We don’t reach the mountaintop from the mountaintop. We start at the bottom and climb up. If we can’t reach the top, we turn around and try again the next day. We do this because we know our bodies adapt, and grow stronger. We know that if we are consistent, we can teach our bodies to climb a little bit higher each day.

At Paragon, it is our obsession to help you up the mountain.  We want to build up your tolerance, endurance, and capacity. Developing a consistent platform of training more, not less, will protect you from injury.

With consistent training, not only will your  muscles and tendons adapt in an optimal way, but you will see improvements in cardio-respiratory fitness, bone mineral density, psychosocial health, and coordination.

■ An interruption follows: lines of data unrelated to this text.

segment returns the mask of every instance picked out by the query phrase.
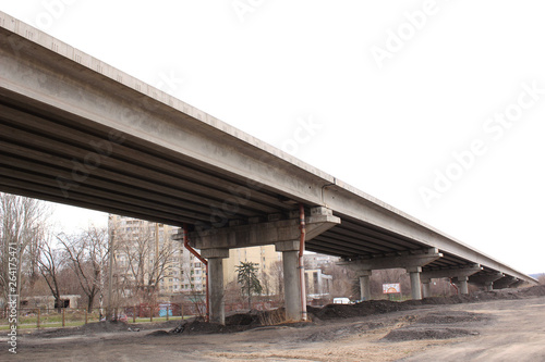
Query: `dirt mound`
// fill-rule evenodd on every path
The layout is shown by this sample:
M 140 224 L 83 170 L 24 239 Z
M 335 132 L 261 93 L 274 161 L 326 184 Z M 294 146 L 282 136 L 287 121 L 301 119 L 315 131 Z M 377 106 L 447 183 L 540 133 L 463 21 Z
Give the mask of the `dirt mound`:
M 489 321 L 489 317 L 484 314 L 463 311 L 449 311 L 448 314 L 433 312 L 416 319 L 419 324 L 456 324 L 486 321 Z
M 399 328 L 391 330 L 382 340 L 405 341 L 421 339 L 450 339 L 475 335 L 479 335 L 479 333 L 462 328 Z
M 410 309 L 403 304 L 389 300 L 370 300 L 356 304 L 328 304 L 324 308 L 308 308 L 307 312 L 319 320 L 349 319 L 372 314 L 383 314 Z
M 519 295 L 524 297 L 543 297 L 545 296 L 545 285 L 536 285 L 519 290 Z

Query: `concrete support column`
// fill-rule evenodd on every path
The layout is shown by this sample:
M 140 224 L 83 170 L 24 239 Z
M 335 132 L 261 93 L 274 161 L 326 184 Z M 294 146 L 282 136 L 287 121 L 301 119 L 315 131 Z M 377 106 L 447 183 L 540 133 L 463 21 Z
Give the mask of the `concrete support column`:
M 361 271 L 358 273 L 360 277 L 360 299 L 361 300 L 371 300 L 371 283 L 370 277 L 372 275 L 372 271 Z
M 468 279 L 469 278 L 467 276 L 458 277 L 458 283 L 460 284 L 460 294 L 462 294 L 462 295 L 470 294 L 470 290 L 468 288 Z
M 282 252 L 286 319 L 288 321 L 301 321 L 303 309 L 299 276 L 299 241 L 277 242 L 275 246 L 276 251 Z
M 432 290 L 431 290 L 432 279 L 423 279 L 423 278 L 421 278 L 421 282 L 422 282 L 422 297 L 423 298 L 429 298 L 429 297 L 432 297 Z
M 286 303 L 286 319 L 301 321 L 301 285 L 299 282 L 299 251 L 282 251 L 283 291 Z
M 226 324 L 226 300 L 223 289 L 223 259 L 229 258 L 229 249 L 202 250 L 208 259 L 208 291 L 210 298 L 210 322 Z
M 493 291 L 494 290 L 494 282 L 485 282 L 484 283 L 484 290 L 485 291 Z
M 422 288 L 420 284 L 420 273 L 422 273 L 421 266 L 408 267 L 407 272 L 411 277 L 411 296 L 414 300 L 422 299 Z

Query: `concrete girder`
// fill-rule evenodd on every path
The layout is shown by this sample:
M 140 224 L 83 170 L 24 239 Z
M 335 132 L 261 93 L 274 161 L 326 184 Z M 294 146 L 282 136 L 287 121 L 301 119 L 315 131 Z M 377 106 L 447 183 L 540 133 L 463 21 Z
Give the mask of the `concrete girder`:
M 340 219 L 326 208 L 311 209 L 305 219 L 306 240 L 340 224 Z M 301 235 L 299 219 L 237 225 L 190 233 L 190 239 L 197 249 L 246 248 L 299 240 Z M 299 248 L 299 247 L 298 247 Z M 298 249 L 299 250 L 299 249 Z

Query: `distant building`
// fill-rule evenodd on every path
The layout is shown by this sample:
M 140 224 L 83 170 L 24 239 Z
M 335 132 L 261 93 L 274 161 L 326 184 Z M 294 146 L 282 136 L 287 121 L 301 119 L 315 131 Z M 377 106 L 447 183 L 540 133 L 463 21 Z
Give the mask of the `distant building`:
M 131 297 L 137 288 L 158 287 L 160 295 L 206 289 L 204 265 L 172 239 L 177 227 L 119 215 L 110 215 L 109 224 L 114 244 L 114 283 L 124 297 Z
M 262 283 L 263 292 L 277 295 L 280 275 L 275 269 L 275 263 L 280 262 L 281 258 L 281 253 L 275 250 L 274 245 L 230 249 L 229 258 L 223 260 L 223 283 L 227 285 L 237 282 L 237 266 L 241 262 L 252 262 L 257 264 L 257 276 Z
M 60 305 L 55 301 L 53 296 L 38 296 L 21 298 L 21 308 L 39 308 L 39 309 L 76 309 L 82 296 L 80 295 L 61 295 Z

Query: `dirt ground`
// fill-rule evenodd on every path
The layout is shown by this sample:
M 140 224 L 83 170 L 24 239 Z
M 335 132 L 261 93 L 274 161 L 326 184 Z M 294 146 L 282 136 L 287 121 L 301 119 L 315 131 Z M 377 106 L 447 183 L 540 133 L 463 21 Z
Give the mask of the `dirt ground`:
M 275 326 L 253 313 L 230 316 L 227 326 L 40 330 L 20 336 L 16 355 L 0 336 L 0 361 L 545 361 L 545 286 L 308 312 L 312 323 Z

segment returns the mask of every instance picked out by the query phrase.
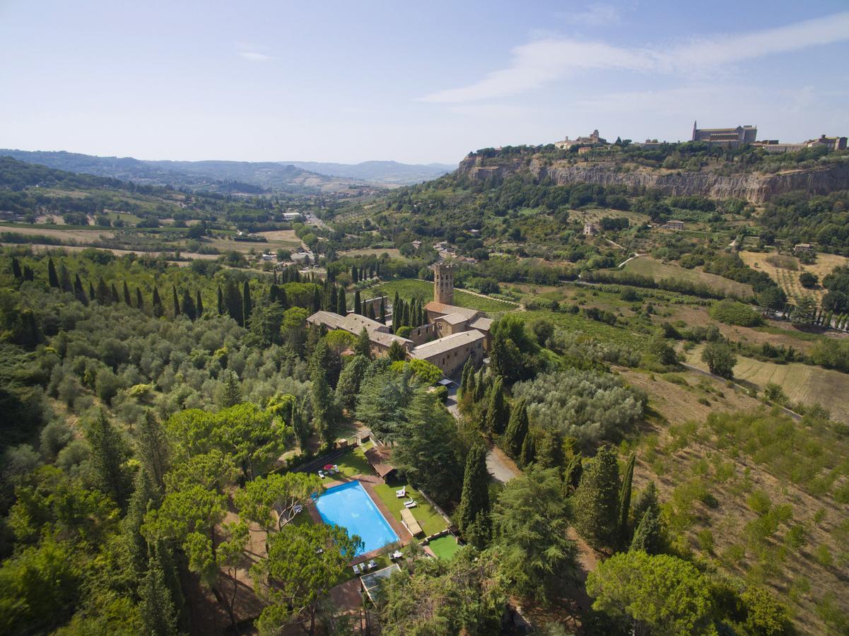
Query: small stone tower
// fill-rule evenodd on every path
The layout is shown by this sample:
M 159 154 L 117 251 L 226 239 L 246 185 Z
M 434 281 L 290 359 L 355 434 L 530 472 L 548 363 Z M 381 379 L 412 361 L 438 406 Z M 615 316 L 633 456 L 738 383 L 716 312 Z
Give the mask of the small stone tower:
M 454 266 L 437 262 L 433 266 L 433 300 L 443 305 L 454 304 Z

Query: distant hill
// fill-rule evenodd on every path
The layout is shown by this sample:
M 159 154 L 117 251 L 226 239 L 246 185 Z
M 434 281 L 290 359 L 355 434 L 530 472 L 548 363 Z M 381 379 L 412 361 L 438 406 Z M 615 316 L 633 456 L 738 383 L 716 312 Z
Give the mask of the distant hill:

But you must ultimately work to increase the load intelligently to develop a consistent platform of training stress. This is how you can begin to develop resilience. This consistent platform of training is protective against injury, as long as you reach a high amount of load safely.

Consistency is one of the most powerful tools you have. Consistency not only powers you through the day-to-day so you can reach goals but also makes tough routines more automatic, so you'll stay motivated.

How to stay consistent:

Consistency suggests a general steadiness, an unfluctuating focus. It is a tool of discipline, and this can lead more importantly to a commitment to being healthy. If we’re committed, we’ll do what’s necessary to maintain, and more likely to progress, our fitness.

So be committed to your story, to making your life bigger. Be committed to adventure.  Here are a few things to consider:


  1. Motivation:  Variety in your workouts can keep you motivated and working out more often (but you can leave that part up to us if you want!)

  2. Make a plan, and put exercise in that plan

  3. Rest and recovery. It’s plain and simple folks: make it a priority. Put it in your schedule

  4. Stop comparing yourself to others

  5. Set goals that are fun and specific. Let them be a part of your story


Real change happens on the level of the gesture. It’s getting up early to run before work. It’s falling from a bouldering project over and over and over until you finally get it. It is hands on the knees, gasping for a single breath. It is looking down from the top of the mountain, humbled.  The work is there. It’s our task. Doing it will give us strength and clarity. It will bring us closer to who we hope to be.